2004-10-26 · in Tech Notes · 633 words

I've done a couple of small patches for KRoC this week to cure minor annoyances. While the compiler's code is big and complex, it's actually pretty readable; some cautious grep usage (and a couple of hints from Fred a while ago) rapidly located the right places to make the changes. (Apparently the code used to be really messy, and Fred ran much of it through GNU indent to clean it up...)

Anyway, the first patch removed the need for the clock file. KRoC can use CPU timers on x86 to implement occam timers, and it needs to know the CPU clock speed to convert RDTSC's result into milliseconds. You used to have to provide this in a .kroc_clock file in your home directory or /etc, but it's pretty straightforward to read it from /proc/cpuinfo on Linux instead, which removes a configuration step. (While I was doing this, I found that my clock file still had the clock speed of my old "slow" machine in it.) Other OSs usually have ways of getting the x86 clock speed too (some of them even do a Linux /proc emulation). We could do with fixing the KRoC build script so that it doesn't tell you to create the clock file any more...

While doing that, I also fixed a really little bug whereby KRoC-compiled programs wouldn't notice if the clock file was empty. For future reference, the clock speed detection stuff is in ccsp/common/rtsmain.c, and it's used in tranx86/arch386.c; the variable is glob_cpufactor.

The second patch implements one of the items off my occam syntax ideas list: arbitrary indentation levels. You can now use any number of spaces (Python/Haskell-style) instead of just two between indentation levels, and tabs are counted as 8 spaces so tab damage in editors is less of an issue. This was a self-contained hack to the occ21 lexer (in occ21/fe/lex1.c): the compiler keeps track of the horizontal location of anything that it reads from a file, and these are used all over the place to check correct indentation, detect continuation lines and VALOF blocks, and so on.

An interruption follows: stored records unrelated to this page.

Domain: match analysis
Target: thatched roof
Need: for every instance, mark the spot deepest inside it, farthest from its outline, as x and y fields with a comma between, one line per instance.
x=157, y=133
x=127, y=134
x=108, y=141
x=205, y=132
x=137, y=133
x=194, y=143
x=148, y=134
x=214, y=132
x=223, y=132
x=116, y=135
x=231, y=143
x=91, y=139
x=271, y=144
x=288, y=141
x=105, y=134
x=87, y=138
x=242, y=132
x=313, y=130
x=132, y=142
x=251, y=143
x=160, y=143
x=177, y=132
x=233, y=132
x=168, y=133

The easiest way of implementing this turned out to be to keep a stack of previously-used indentation levels (I started off with just one, but that breaks if you drop back more than one level!) and a depth counter. The lexer's routine to count whitespace at the start of the line now adjusts a fudge-factor variable that's added to the horizontal position when working out where in the line we are -- so the rest of the code still thinks that the programmer's using two-space indentation, and (nearly) everything works happily.

Fred took the first patch, but the second one's still pretty experimental -- the handy you-are-here pointer in compiler error messages points to the wrong place. I also need to add a couple of new lexing errors: the stack of indentation "stops" (analogous to tab stops) can fill up, and it's possible to have a new kind of broken indentation where you fall back to a level that you hadn't used before:

A
    B
  C

It did strike me while looking at the source that it'd be pretty straightforward to make some of the compiler errors more helpful: for example, there are loads of places that generate the "Incorrect indentation" error, and for some errors it'd really help to have a list of possible causes. (The most common cause of that error for new occam programmers appears to be "Didn't expect to find code here; have you forgotten a SEQ?")

I'm also not entirely convinced that the logic that deals with extremely long lines is correct: the variable that keeps track of where the compiler is in the input buffer is used in the indentation-level calculation, so when the buffer is reused it'll go back to zero...